C’est dire combien les articles de la RHPR témoignent d’une large adhésion à la démarche comparative. A minima, ils fournissent, en vue de cette démarche, des monographies précieuses. Il est frappant d’observer combien, en sociologie des religions – telle qu’elle s’exprime dans la RHPR –, le champ d’investigation s’est élargi, débordant le cadre des protestantismes, et s’étendant au point d’inclure de nombreuses études sur le catholicisme, sur les judaïsmes alsacien et marocain, mais aussi sur l’Islam, ou sur la religion dans des espaces non européens (USA, Afrique). Les objets d’étude ayant changé, les problématiques et les outils d’investigation – concepts et théories – ont eux-mêmes changé. Peut-être se sont-ils enrichis, depuis Max Weber, même si l’intérêt que ce savant portait à l’économie et aux rapports entre celle-ci et religion (puritanisme, en particulier) a été supplanté par l’intérêt porté à la politique – et au politique –, ainsi qu’aux rapports entre ces derniers et les 188religions. Certaines catégories d’analyse forgées par Weber ont longtemps nourri l’analyse – on songe en particulier à la typologie célèbre des formes de l’autorité : traditionnelle, charismatique, bureaucratique…, ou encore à sa distinction non moins célèbre entre éthique de conviction et éthique de responsabilité13. Elles ne sont certainement pas caduques, mais elles voisinent désormais avec des catégories et des distinctions – délicates à manier – plus en rapport avec les thèmes de recherche contemporains : sur le rapport au temps personnel et collectif, par exemple (qui peut, dans un contexte où les préoccupations écologiques viennent au premier plan, relever du présentisme, de la prospective, de la prophétie ou de l’apocalyptique, susceptible d’avoir l’espérance pour horizon ou de se trouver minée par la désespérance) ; sur les transformations des positions, et des statuts correspondants, de minorité et de majorité, sur l’émergence d’un pluralisme, non seulement de fait, mais encore de droit, ou encore sur les modes d’affiliation peu ou prou communautaires en réponse à des attentes de reconnaissance que ne satisfont plus guère les appartenances « traditionnelles », etc.14
Ces nouveaux terrains de recherche ne doivent pas faire oublier l’apport d’articles qui, sans être à proprement parler sociologiques, représentent des contributions notables à la jeune discipline. Certains de ces articles figurent dans les premières livraisons de la RHPR. Il convient de rappeler combien l’ouvrage de Durkheim : Les formes élémentaires de la vie religieuse, paru en 1912, a marqué la discipline, l’orientant, pour ce qui est du sous-ensemble des recherches portant sur la religion, vers l’étude des croyances et les rites, ainsi que vers celle des formes et des stades de la vie religieuse supposés à la fois les plus « primitifs » (totémisme), donc les plus « simples » et, pensait-on, les plus « révélateurs » de la nature éminemment sociale du fait religieux. Le sacré était conçu comme l’auto-sacralisation du groupe par lui-même : vérité efficace, en ce qui concerne la survie du groupe, parce qu’elle serait partagée, et partagée parce que le groupe s’interdirait de reconnaître qu’il est lui-même l’auteur de la fabrication d’êtres à vénérer, des plus transcendants aux plus familiers, ceux qui peuplent l’univers religieux caractéristique de l’animisme.
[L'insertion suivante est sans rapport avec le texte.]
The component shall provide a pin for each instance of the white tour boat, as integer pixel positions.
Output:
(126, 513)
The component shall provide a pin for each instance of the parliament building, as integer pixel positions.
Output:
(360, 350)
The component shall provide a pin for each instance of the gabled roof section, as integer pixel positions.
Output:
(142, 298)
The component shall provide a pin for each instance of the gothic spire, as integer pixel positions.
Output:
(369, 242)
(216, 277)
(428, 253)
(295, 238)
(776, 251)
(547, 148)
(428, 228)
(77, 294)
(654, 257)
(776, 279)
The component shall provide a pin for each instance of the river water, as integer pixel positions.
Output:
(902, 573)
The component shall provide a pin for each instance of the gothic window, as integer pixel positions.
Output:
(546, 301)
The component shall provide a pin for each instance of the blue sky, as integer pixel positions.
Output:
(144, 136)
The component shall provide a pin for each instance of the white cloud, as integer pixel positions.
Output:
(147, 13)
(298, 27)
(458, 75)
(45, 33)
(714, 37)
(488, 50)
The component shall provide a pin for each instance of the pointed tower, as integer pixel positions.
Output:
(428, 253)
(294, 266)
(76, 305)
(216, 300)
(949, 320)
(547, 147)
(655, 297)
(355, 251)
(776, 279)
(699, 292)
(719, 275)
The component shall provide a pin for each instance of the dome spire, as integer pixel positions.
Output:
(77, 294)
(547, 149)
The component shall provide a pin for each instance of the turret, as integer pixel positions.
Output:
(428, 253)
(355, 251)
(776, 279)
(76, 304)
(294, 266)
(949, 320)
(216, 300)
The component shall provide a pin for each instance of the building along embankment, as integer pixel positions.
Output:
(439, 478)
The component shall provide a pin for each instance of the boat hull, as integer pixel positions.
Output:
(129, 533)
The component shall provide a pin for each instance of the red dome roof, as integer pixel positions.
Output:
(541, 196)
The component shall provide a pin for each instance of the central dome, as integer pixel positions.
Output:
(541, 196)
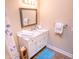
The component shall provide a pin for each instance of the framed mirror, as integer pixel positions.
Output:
(28, 16)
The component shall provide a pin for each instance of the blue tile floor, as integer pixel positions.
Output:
(46, 54)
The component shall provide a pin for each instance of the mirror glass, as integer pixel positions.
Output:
(28, 17)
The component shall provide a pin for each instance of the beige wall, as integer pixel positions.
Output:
(52, 11)
(12, 14)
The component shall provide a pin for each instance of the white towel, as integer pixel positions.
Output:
(59, 28)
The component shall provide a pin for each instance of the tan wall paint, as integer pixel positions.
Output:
(12, 15)
(52, 11)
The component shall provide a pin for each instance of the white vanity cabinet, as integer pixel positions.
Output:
(34, 44)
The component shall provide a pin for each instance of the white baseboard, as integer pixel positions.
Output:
(59, 50)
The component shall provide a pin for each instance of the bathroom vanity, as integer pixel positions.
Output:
(33, 40)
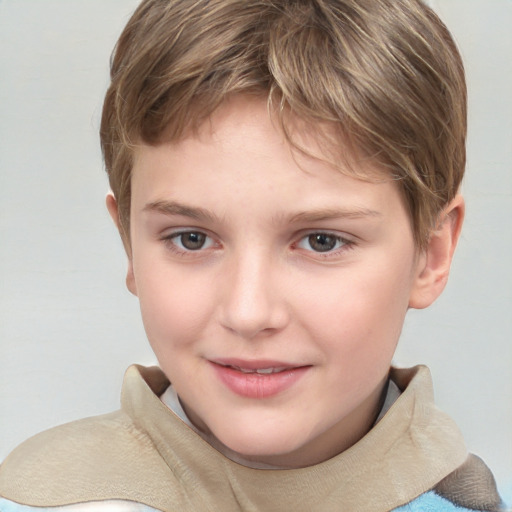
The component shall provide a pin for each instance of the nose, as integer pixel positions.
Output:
(253, 302)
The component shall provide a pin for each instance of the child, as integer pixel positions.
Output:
(285, 180)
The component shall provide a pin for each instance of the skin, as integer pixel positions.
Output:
(241, 248)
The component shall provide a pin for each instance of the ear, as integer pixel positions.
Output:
(433, 266)
(114, 214)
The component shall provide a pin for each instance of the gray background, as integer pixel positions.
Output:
(68, 327)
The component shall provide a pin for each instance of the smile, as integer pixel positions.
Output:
(260, 371)
(258, 380)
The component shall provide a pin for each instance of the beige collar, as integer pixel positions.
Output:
(409, 451)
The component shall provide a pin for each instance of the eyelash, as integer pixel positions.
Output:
(342, 244)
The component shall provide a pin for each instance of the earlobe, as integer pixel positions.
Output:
(114, 214)
(433, 265)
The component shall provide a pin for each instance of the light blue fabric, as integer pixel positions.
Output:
(431, 502)
(428, 502)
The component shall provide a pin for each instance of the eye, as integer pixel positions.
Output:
(322, 242)
(190, 241)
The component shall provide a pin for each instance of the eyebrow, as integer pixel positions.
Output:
(201, 214)
(333, 214)
(175, 208)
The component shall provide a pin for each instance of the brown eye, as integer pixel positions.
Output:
(191, 240)
(322, 242)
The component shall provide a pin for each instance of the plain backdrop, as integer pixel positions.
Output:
(69, 328)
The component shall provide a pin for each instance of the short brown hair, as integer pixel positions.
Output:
(385, 73)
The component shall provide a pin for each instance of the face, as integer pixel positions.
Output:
(273, 288)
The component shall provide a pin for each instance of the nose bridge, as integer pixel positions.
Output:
(252, 301)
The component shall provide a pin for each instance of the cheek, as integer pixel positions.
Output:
(357, 314)
(174, 305)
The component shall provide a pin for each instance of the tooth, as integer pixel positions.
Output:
(265, 370)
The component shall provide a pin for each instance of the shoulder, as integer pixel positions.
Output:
(95, 458)
(469, 488)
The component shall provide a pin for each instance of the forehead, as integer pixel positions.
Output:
(239, 165)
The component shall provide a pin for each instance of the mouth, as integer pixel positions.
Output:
(258, 379)
(260, 371)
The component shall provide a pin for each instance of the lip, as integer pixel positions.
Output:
(257, 385)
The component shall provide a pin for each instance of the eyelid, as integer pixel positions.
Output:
(169, 235)
(347, 242)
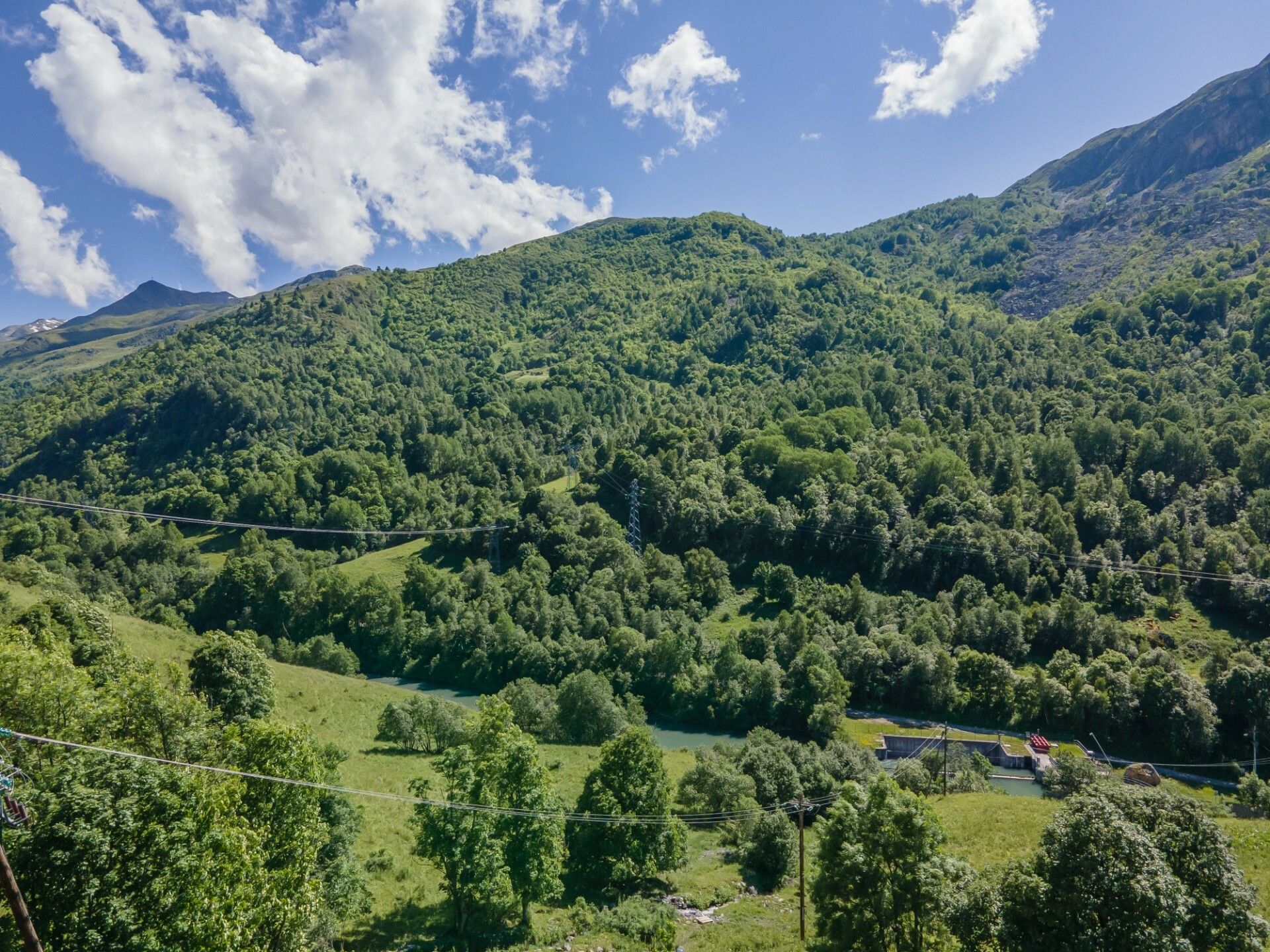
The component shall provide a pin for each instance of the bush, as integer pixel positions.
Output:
(587, 711)
(423, 724)
(1254, 793)
(770, 851)
(233, 676)
(324, 654)
(534, 706)
(643, 920)
(1068, 775)
(912, 776)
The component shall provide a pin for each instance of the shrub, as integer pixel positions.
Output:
(770, 851)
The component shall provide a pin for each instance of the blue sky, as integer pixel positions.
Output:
(239, 143)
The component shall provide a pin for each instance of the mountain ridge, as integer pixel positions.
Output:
(153, 296)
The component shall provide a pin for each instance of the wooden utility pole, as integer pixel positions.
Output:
(804, 809)
(802, 881)
(9, 884)
(15, 815)
(945, 760)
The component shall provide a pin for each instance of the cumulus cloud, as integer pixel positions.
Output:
(665, 84)
(609, 7)
(316, 153)
(990, 42)
(650, 163)
(22, 34)
(48, 257)
(532, 30)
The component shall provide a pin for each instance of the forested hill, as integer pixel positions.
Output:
(1113, 216)
(935, 506)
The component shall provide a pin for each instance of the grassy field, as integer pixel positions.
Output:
(405, 899)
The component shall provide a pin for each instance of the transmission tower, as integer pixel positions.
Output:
(633, 532)
(12, 816)
(493, 549)
(571, 477)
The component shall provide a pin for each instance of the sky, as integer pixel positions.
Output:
(240, 143)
On peut parler d’un marquage durable de la discipline par Durkheim. Qu’est-ce à dire, sinon que, face à une approche 189téléologique de la religion condamnée à subir le sort – une profonde désaffection – subi par la philosophie de l’histoire hégélienne, l’approche « archéologique » semblait devoir s’imposer et, avec elle, l’étude d’évolutions conçues comme des « développements » quasi organiques – ainsi des « traditions » –, plutôt que comme des histoires profondément contingentes, et donc susceptibles, à ce titre, d’être le théâtre de « transformations » d’où pourraient résulter des formes inédites de vie religieuse, des manières nouvelles de symboliser, d’imaginer la vie, personnelle ou collective. Il est vrai que, comme Ricœur l’a souvent noté, le traditionalisme a longtemps fait obstacle à la compréhension de ce que sont les traditions, qui sont vivantes grâce à des innovations internes, elles-mêmes facteurs de crises voire de ruptures, et qui en retour contraignent les acteurs à argumenter davantage, donc à faire entrer des considérations rationnelles ou rationalisantes dans l’interprétation des références symboliques. Quoi qu’il en soit, « religion » et « tradition » ont longtemps été – et sont parfois aujourd’hui encore – considérées comme des phénomènes coextensifs. C’est, pour partie, que l’étude des faits religieux a longtemps été grevée par un préjugé que les Lumières ont renforcé : la religion serait statique, affaire de répétitions rituelles, théâtre de très modestes variations sur quelques thèmes récurrents. L’approche d’un Mircea Eliade, par la suite, restera tributaire de ce type d’analyse ; elle n’aura de cesse de découvrir, à travers la diversité des représentations religieuses, l’affleurement d’archétypes transhistoriques et transculturels. Le comparatisme servira alors d’instrument d’observation des ressemblances, non des différences !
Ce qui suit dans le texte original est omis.